Interesting, but for now, the limited hardware support makes it hard to actually try it out. I’m intrigued though, and would really love to use it.
What ChromeOS should always have been.
Agreed.
I travel a lot across Europe and never saw a single one being used in the wild across the usual wlan spots, but lots of them sales action to clean up stocks here in Germany.
I believe they are only on Amazon US top sales, and not anywhere else in the globe.
I was looking for a cheap laptop with 9+ h battery life as a terminal for remote work (VNC/RDP/SSH) and it turned out an ARM-based Chromebook was the best available option. I am quite happy with it.
So you got it as a cheap laptop, not to use Chrome as an OS, I imagine.
No different than buying Windows, replacing it with GNU/Linux and then stating lots of Windows PCs are being sold.
Interestingly, ChromeOS has got a built-in ability to run Android apps.
I don’t get the point of this OS. Mobile apps are mostly limited in feature set, overly isolated, duplicative (every app that has to do anything with files includes its own file manager) and tailored for input devices that are not common on PCs. I just can’t imagine a reason why I would ever want to run Android on my laptop.
Interestingly, most of backlash against Windows 8 was based on the fact that Microsoft was forcing mobile/tablet UI on desktops and laptops. And now, when everyone is tired of bashing Windows 8, they pay money for the same thing in Android flavor.
“Pay money”?
On the other hand, tablets are adopting the concepts pushed by Microsoft of detachable keyboards and parallel applications.
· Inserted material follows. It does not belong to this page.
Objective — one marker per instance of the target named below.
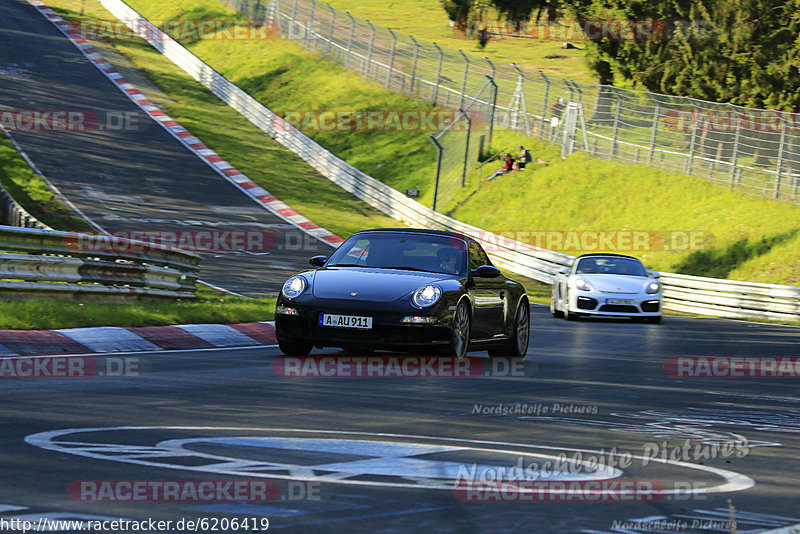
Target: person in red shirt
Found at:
(507, 167)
Asus Transformer might have been one of the first, but they all fail short of how Surface does it.
Transformer product line is already quite old, and I have a strong impression that it does not really dominate the tablet market, or even the segment of similarily priced devices.
Couldn’t they take advantage of a lot of Linux’ hardware support?
If I was writing an OS, the first thing I would target would be a virtualized environment (VirtualBox, VMWare, etc.).
Nvidia and AMD graphics drivers are written against X11, while Android needs drivers written against surfaceflinger.
Also, Android drivers need to be linked using Bionic libc not GNU glibc.
Thanks. Didn’t know that and was why I was curious.
They could use libhybris.
The only thing from GNU/Linux that Android uses, is exactly Linux, the kernel.
Everything else, including drivers, is Android specific.
Okay – their table of comparison is a little “special”. I’ve used Android on x86 a few times and the Google Play store was determinately included in the version I had. This was back when KitKat was released, and I think the image was ICS, but it def worked.
The other thing, they list a feature they haven’t even released as a plus for their platform – a feature no one has seen work…. o rly?